Managing director of Skyports, Duncan Walker, believes the UK could see passenger carrying drones sooner rather than later, and they could come even before drone delivery services.
In an exclusive interview with Commercial Drone Professional, Walker gave his insight on the current state of the industry and went into detail on what Skyports is doing here in the UK and abroad.
Skyports is a London-based infrastructure company that has installed 15 ‘Skyports’ already in the capital, as preparation for the emerging drone market.
The company’s plan is to make congested cities ready for when the drone market takes off with the installation of drone sized helipads.
Skyports hopes to implement this business model across busy cities across the globe and make a variety of locations drone-friendly in the process for when the currently emerging market takes off.
In the UK, managing director Duncan Walker believes that when it comes to infrastructure, insurance and regulation the drone delivery industry may be pipped to the post by passenger carrying ‘taxi’ drones, due to the current legislation that is already in place.
Speaking to CDP, he said: “If you think about cargo and passengers, often the infrastructure is the same and sometimes it is a little bit different.
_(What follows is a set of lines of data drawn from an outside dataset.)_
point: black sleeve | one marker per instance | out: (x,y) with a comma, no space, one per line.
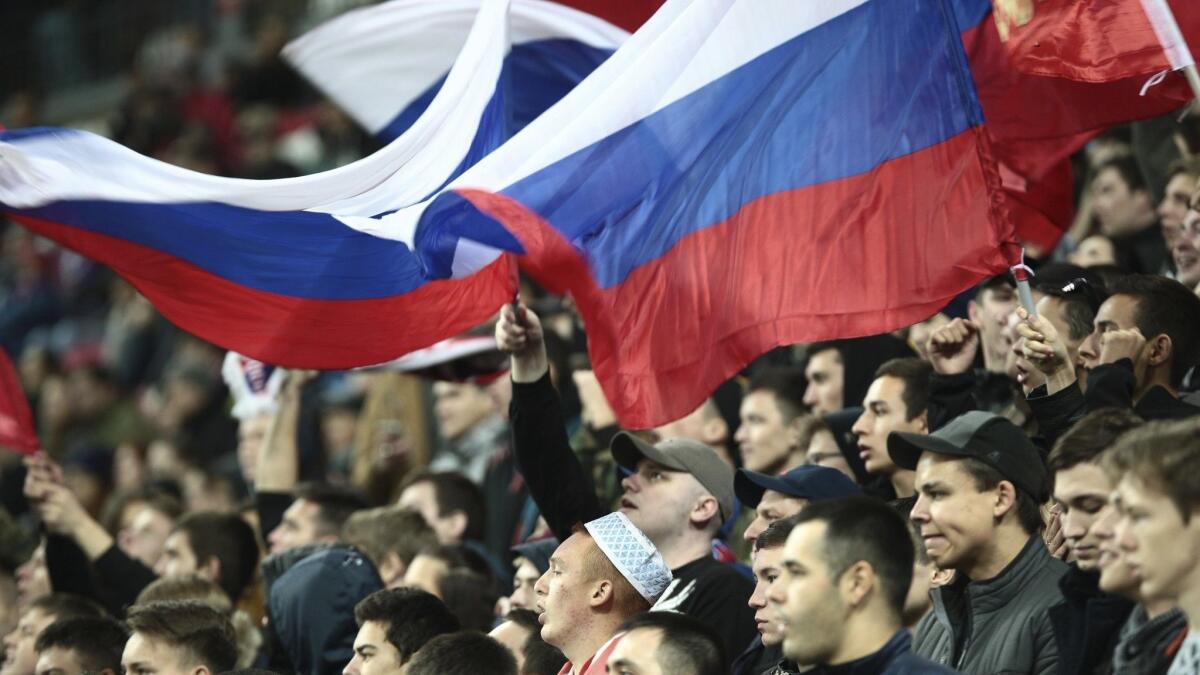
(1056,412)
(270,507)
(69,568)
(555,477)
(1110,386)
(121,579)
(951,395)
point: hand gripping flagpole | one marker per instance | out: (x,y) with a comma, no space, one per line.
(1023,274)
(1169,35)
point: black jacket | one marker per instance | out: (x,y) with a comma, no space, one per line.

We have the debate endlessly, is it cargo drones or is it the passenger drones that are going to come first? Part of me says it is going to be the cargo drones, they’re smaller, more manageable and the consequence of them going wrong is less because moving people around if obviously complicated.”
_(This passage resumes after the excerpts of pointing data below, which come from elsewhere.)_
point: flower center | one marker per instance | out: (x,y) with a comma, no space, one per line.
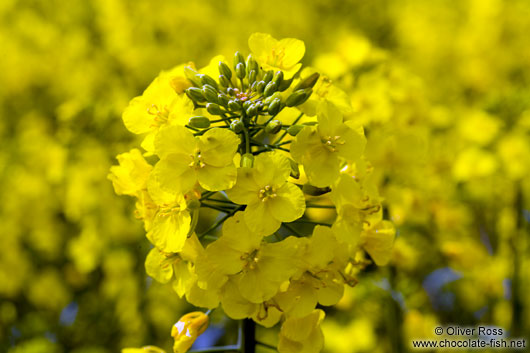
(251,259)
(160,116)
(332,142)
(267,193)
(276,57)
(197,160)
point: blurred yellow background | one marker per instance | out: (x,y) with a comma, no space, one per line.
(442,87)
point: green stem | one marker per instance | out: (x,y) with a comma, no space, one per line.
(219,222)
(267,346)
(309,205)
(217,208)
(247,140)
(223,201)
(312,222)
(249,338)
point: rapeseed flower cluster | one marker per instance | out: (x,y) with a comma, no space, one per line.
(260,142)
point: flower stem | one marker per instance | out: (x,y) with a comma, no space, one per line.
(285,132)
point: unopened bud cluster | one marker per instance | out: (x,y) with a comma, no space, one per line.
(244,92)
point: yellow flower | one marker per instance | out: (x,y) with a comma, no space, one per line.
(158,105)
(324,92)
(273,54)
(257,269)
(165,266)
(320,281)
(187,329)
(186,159)
(130,177)
(323,148)
(172,221)
(358,205)
(269,197)
(378,241)
(146,349)
(302,335)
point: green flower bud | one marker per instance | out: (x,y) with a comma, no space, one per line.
(191,75)
(199,122)
(295,170)
(308,82)
(260,86)
(237,126)
(314,191)
(270,89)
(214,109)
(247,104)
(285,84)
(268,76)
(298,97)
(273,127)
(274,107)
(252,64)
(252,110)
(278,78)
(269,100)
(234,106)
(252,76)
(223,99)
(224,81)
(238,59)
(240,71)
(225,70)
(193,204)
(207,80)
(195,94)
(247,160)
(209,93)
(294,129)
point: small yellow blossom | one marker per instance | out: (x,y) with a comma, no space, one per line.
(187,329)
(186,159)
(269,197)
(274,54)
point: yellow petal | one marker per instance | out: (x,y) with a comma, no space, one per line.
(378,242)
(158,266)
(217,178)
(175,139)
(170,231)
(218,147)
(175,174)
(288,205)
(245,190)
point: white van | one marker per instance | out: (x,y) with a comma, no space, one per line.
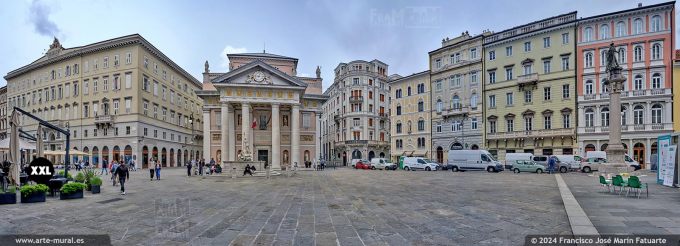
(473,160)
(511,158)
(419,163)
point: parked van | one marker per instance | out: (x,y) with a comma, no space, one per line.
(464,160)
(512,158)
(419,163)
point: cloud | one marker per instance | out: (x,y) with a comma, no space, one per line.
(230,50)
(40,18)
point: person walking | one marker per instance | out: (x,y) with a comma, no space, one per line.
(152,166)
(158,170)
(123,174)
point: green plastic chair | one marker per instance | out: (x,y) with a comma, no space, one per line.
(634,183)
(605,184)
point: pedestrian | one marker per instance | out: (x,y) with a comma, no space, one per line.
(152,166)
(158,170)
(123,173)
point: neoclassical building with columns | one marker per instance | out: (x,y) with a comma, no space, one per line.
(263,105)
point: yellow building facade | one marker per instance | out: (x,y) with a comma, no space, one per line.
(529,88)
(410,116)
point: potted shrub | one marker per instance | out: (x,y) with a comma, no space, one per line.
(9,196)
(33,193)
(95,185)
(73,190)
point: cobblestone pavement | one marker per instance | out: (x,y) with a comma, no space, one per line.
(616,214)
(344,206)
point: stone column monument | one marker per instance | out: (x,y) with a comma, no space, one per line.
(614,82)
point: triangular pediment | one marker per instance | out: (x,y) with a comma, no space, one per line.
(258,73)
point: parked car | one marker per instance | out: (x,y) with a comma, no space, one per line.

“On the flip side of that is, if you’ve got a VTOL, a passenger carrying VTOL, it is essentially an electric helicopter. So, if it has the Civil Aviation Authority sign off, you have the framework in which to fly it. At the moment, we don’t have the framework to fly BVLOS drones in London, but we do have a framework which says you can fly a helicopter in London and if it’s just an electric helicopter and a company can get their certification which they are well on their way to doing, you can fly that in London.”
Walker has a real-estate background in London and founded Skyports 18 months. His team now operate 15 Skyports across London and are looking to expand further in the coming years.
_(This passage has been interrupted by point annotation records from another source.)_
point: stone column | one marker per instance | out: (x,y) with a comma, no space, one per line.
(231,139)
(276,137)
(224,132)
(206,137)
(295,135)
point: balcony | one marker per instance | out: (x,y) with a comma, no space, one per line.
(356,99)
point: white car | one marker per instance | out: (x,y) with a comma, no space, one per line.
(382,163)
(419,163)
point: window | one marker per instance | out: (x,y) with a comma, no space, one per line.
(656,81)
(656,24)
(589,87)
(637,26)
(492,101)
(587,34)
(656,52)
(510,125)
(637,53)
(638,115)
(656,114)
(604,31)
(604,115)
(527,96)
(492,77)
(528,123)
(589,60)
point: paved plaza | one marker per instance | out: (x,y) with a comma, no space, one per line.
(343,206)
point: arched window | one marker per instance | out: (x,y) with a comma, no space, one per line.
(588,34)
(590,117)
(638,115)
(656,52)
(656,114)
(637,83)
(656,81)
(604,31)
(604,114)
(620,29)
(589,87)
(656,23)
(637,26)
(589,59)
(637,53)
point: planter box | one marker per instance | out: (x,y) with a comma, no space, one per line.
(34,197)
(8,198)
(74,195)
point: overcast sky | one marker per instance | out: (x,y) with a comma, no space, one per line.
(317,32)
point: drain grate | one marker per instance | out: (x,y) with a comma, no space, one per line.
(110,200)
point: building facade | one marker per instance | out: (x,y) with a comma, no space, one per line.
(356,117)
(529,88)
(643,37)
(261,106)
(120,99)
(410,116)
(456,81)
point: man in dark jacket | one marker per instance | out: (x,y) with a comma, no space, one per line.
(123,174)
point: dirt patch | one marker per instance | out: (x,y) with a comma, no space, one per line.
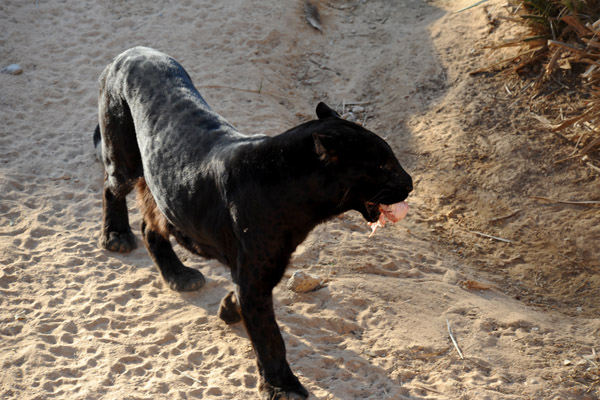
(515,276)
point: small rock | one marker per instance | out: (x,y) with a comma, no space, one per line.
(13,69)
(301,282)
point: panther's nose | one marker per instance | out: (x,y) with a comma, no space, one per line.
(407,180)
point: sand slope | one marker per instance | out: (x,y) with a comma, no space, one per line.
(78,322)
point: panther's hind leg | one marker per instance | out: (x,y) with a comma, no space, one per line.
(155,230)
(122,166)
(116,233)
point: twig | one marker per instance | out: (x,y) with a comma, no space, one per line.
(583,202)
(492,237)
(505,217)
(454,340)
(427,389)
(242,90)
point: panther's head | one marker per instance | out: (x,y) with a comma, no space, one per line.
(364,163)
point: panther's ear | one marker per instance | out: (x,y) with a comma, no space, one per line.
(324,147)
(323,111)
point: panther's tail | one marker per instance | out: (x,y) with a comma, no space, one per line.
(97,143)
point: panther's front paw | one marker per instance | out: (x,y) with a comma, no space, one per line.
(268,392)
(121,242)
(229,310)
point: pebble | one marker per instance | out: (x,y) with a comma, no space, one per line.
(301,282)
(350,116)
(13,69)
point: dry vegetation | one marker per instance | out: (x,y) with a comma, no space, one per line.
(560,52)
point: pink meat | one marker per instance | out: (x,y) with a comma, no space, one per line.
(394,213)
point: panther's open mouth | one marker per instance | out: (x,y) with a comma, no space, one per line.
(372,211)
(393,213)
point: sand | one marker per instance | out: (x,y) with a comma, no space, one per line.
(78,322)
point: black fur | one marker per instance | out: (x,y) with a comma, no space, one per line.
(247,201)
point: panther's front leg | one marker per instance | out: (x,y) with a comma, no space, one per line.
(276,379)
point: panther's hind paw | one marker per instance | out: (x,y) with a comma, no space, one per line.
(121,242)
(186,280)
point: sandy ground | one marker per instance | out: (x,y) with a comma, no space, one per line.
(77,322)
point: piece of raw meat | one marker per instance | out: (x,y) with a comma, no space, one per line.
(393,212)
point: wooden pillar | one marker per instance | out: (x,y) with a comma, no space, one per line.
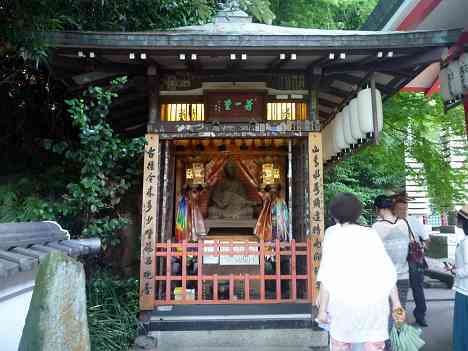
(465,105)
(316,202)
(149,222)
(314,85)
(153,98)
(290,194)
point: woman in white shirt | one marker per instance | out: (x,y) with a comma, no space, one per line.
(356,280)
(460,319)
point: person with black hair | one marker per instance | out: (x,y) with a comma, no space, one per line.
(460,270)
(357,278)
(416,271)
(395,236)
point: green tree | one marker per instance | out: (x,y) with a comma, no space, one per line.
(106,163)
(322,14)
(413,126)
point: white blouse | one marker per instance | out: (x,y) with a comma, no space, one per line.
(359,275)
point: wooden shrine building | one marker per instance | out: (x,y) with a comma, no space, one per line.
(240,118)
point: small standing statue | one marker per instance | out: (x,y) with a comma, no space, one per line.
(273,221)
(183,215)
(189,219)
(279,215)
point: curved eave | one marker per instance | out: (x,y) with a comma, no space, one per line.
(318,40)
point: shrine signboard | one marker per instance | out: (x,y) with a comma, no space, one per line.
(235,106)
(316,199)
(149,221)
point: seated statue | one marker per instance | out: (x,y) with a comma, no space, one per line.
(228,199)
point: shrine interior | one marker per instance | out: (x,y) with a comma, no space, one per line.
(228,178)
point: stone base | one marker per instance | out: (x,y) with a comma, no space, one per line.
(266,339)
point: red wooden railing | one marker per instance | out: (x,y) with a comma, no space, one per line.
(278,272)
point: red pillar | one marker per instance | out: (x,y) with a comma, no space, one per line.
(465,105)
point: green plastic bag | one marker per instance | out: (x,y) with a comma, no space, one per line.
(405,337)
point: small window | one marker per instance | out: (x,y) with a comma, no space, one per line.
(281,111)
(182,112)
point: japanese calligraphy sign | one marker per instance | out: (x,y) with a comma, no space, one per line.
(149,221)
(234,106)
(316,202)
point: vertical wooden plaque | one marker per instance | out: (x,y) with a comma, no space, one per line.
(316,202)
(149,221)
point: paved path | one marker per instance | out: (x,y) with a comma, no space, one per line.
(438,335)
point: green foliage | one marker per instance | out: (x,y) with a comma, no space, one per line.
(322,14)
(22,21)
(112,311)
(414,125)
(420,123)
(31,197)
(106,164)
(260,9)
He said: “We’ve been looking at Manchester but the UK is quite a funny country compared to others because all of our population is in London, it’s ten times bigger than any other city we’ve got which is not the same as a Germany or a France or a US so the UK is a bit of a quirky situation because, if you go to Manchester, the congestion is not actually that bad so building a business case around that becomes a little bit more challenging.
He continued: “Having said that, we are doing some work out in East Anglia, we’re starting to get it off the ground and proven and tested. We think that might be a slightly easier regulatory process that flying a bunch of stuff in the West end.”
Last month CDP reported on the news that Skyports was looking to expand in the Us.